Il fascismo aveva avvilito la cultura a serva di una folle politica, e uno degli argini eretto a difesa era pur stato, nel ventennio, l'affermazione di tutti quei princìpi che in qualche modo potessero tutelare la libertà e l'indipendenza dell'artista, dello storico, del filosofo. Ma era tuttavia evidente che bisognava ormai diroccare le torri d'avorio di tutte le specie e affermare l'impegno preciso degli uomini di cultura al rinnovamento e al progresso della società. Anche per questo ebbe valore nei lager la polemica contro l'arte pura, l'ermetismo, le espressioni letterarie e astratte, contro il carattere formalmente «umanistico» degli studi nel nostro Paese, contro la «disinteressata» speculazione filosofica: tutte le forme cioè di distacco della cultura e dei suoi rappresentanti dalla società reale, nell'interesse in definitiva delle classi dominanti.
L'attività culturale nei campi di concentramento trovò senza dubbio una delle sue fonti e delle sue forze nell'idealismo crociano e nella sua scuola, ma segnò pure un altro passo avanti nell'approfondimento del processo critico che nei confronti dello storicismo crociano, della «religione della libertà», della opposizione idealistica al fascismo era venuto svolgendosi in Italia negli anni precedenti la guerra.

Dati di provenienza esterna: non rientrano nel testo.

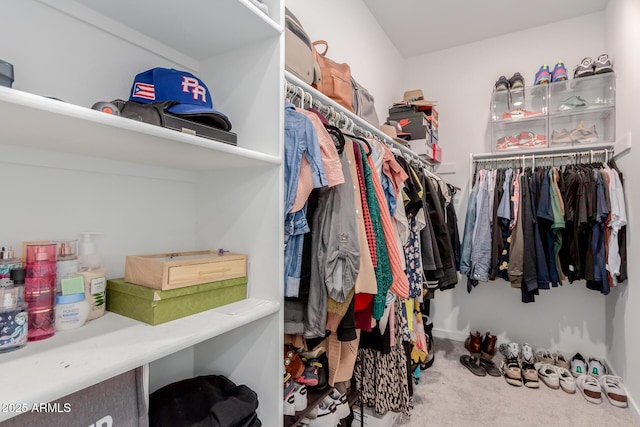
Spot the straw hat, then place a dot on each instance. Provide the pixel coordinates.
(415, 97)
(394, 130)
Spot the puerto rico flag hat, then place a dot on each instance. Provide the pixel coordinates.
(190, 94)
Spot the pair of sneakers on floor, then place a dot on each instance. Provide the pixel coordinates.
(553, 370)
(593, 379)
(333, 408)
(518, 365)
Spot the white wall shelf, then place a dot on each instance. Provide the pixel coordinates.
(109, 346)
(197, 29)
(147, 189)
(80, 130)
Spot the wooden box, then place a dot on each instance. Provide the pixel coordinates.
(180, 269)
(155, 306)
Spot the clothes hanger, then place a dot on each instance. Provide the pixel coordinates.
(357, 138)
(337, 136)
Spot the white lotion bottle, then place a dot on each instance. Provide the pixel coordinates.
(94, 275)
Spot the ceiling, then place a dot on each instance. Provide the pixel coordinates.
(421, 26)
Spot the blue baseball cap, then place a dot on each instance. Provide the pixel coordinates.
(192, 100)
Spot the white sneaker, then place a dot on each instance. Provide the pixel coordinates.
(301, 397)
(341, 403)
(289, 404)
(590, 388)
(560, 360)
(567, 382)
(325, 416)
(614, 390)
(548, 374)
(578, 365)
(596, 367)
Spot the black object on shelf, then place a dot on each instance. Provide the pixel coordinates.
(6, 73)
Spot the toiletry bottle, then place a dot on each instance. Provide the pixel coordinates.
(8, 261)
(95, 277)
(71, 311)
(40, 290)
(66, 260)
(13, 317)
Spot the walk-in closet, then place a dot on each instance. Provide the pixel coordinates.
(423, 212)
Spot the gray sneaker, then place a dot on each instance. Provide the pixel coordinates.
(584, 68)
(602, 65)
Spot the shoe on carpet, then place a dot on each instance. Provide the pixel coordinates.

I limiti di quella concezione - che pure era stata per molti di quegli ufficiali antifascisti all'origine della loro ribellione - si avvertivano sempre più di fronte a fenomeni come il nazismo, a fatti come la guerra, a esigenze come la resistenza europea, a problemi come quelli della costruzione di una società nuova in Italia per i quali essa non riusciva a offrire un sufficiente orientamento. Senza dubbio vi fu chi scoprì Croce nei lager e la sua concezione del mondo e della storia, ma vi fu pure chi si rese conto dell'insufficienza della sua teoria generale e sul terreno filosofico e su quello politico. Vi fu chi scoprì Marx e chi credette di aver trovato la ricetta per «superare» il marxismo. La salvezza apparve a molti nell'azionismo, ad altri nel cattolicesimo liberale. Ma un fatto importa mettere in luce: buona parte degli ufficiali si rese conto che la società italiana aveva bisogno di un rinnovamento radicale, che a fondamento del nuovo edificio non potevano che esserci i valori della libertà, della democrazia, del progresso sociale; che quelle classi popolari da cui erano usciti i soldati con i quali avevano vissuto la tragedia della guerra e della prigionia dovevano trovare un loro posto nella vita nazionale; che a loro, come rappresentanti del mondo della cultura, della tecnica, delle professioni liberali, della scuola, dell'apparato dello Stato, incombeva l'obbligo di un impegno, di uno sforzo, di una lotta per la rinascita del Paese; che il fascismo aveva umiliato nella servitù ai gruppi privilegiati del grande capitale gli strati della piccola e media borghesia e che nel futuro questi avrebbero dovuto rivendicare indipendenza e autonomia e rivedere le proprie alleanze politiche e sociali.